As an educator reading is such a major component of what I do and what I demand of students. As a parent, I possessed even more awareness of the benefits for my kids being strong readers. Being an avid reader, reading to my kids was one of the things I looked forward to most as my wife and I began a family. I still read to them, although not with the frequency I once did, where for years I read to them every day. Intuitively I started raising readers but I also made deliberate decisions, like taking them to the library every week, to make reading more like an adventure and less like a chore. Anecdotally, there are a lot of things that ring true to me from this article.

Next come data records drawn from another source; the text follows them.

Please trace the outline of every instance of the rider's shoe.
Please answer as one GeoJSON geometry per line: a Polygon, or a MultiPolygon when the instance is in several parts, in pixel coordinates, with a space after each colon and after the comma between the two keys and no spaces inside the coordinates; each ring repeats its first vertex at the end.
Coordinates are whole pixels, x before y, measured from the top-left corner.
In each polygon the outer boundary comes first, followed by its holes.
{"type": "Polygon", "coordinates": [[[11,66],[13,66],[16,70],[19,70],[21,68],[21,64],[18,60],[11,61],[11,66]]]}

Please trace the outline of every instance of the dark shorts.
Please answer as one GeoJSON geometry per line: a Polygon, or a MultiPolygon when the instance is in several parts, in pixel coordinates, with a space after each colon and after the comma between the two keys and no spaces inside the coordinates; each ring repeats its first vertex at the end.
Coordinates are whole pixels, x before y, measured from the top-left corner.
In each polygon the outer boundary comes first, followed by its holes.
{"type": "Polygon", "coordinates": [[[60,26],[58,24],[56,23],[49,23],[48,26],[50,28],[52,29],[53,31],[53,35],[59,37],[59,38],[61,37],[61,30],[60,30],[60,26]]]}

I have to admit that I am not always the biggest fan of Steven Pinker being the go-to source on literacy-related material in the media. I do sometimes take issue with some of his ideas, but mainly I find him significantly played out. Here, however, it bothered me a little less probably because I have less issue with what he has to say and he was sandwiched between some others with interesting contributions too. Still, I absolutely back his second point on background and contextual knowledge.

More than anything, I wish more people would read this article to note that being an avid reader is beneficial but not necessary to raising good readers, as ironic as that might seem. Even writing that sentence proved an ironic experience. Yet, I really kind of love the ending of this piece, which drove most of my efforts with my children. The message I tried to share is that reading is its own reward, enjoyable and fun.

Let’s Stop Killing Students’ Spirits – Inside Higher Education – John Warner (5-minute read)

First, John Warner’s Why They Can’t Write is an excellent book. It reaches far beyond writing pedagogy, an are where it also excels and presents a cogent interrogation of the kind of ill-conceived edreforms that have dominated American schools for more than the past two decades. It is ground he routinely covers in his regular columns as well, like this one. Here a series of student testimonies make a powerful case for just how wrong-headed we can be in education if we just accept the way things are instead of the way they could be.

Of course, the pressure associated with high performance is pervasive, even in places where student performance far excels most. Caustic market-think policies or unquestioned directives continue to feed the myth of competition as a necessary path to learning. Better scores beget more pressure to maintain levels of performance, perpetuating a horse race mentality. All the while, students are whipped along the way to reach a finish line that keeps getting moved. The student voices in this piece reveal the cost.

Warner’s question “When are we going to listen?” carries a resonance that looks as though it will not be receding any time soon. Amazingly, the student that uses the cookie metaphor to describe their gutting experience writes with a level of voice and eloquence that is remarkable in spite of years of being force-fed formulaic approaches. Every educator has a stake in reading and writing, no matter the subject matter or discipline. Fighting the extermination of all joy in those two activities is the responsibility of all educators, on that needs to be taken with far greater urgency and seriousness.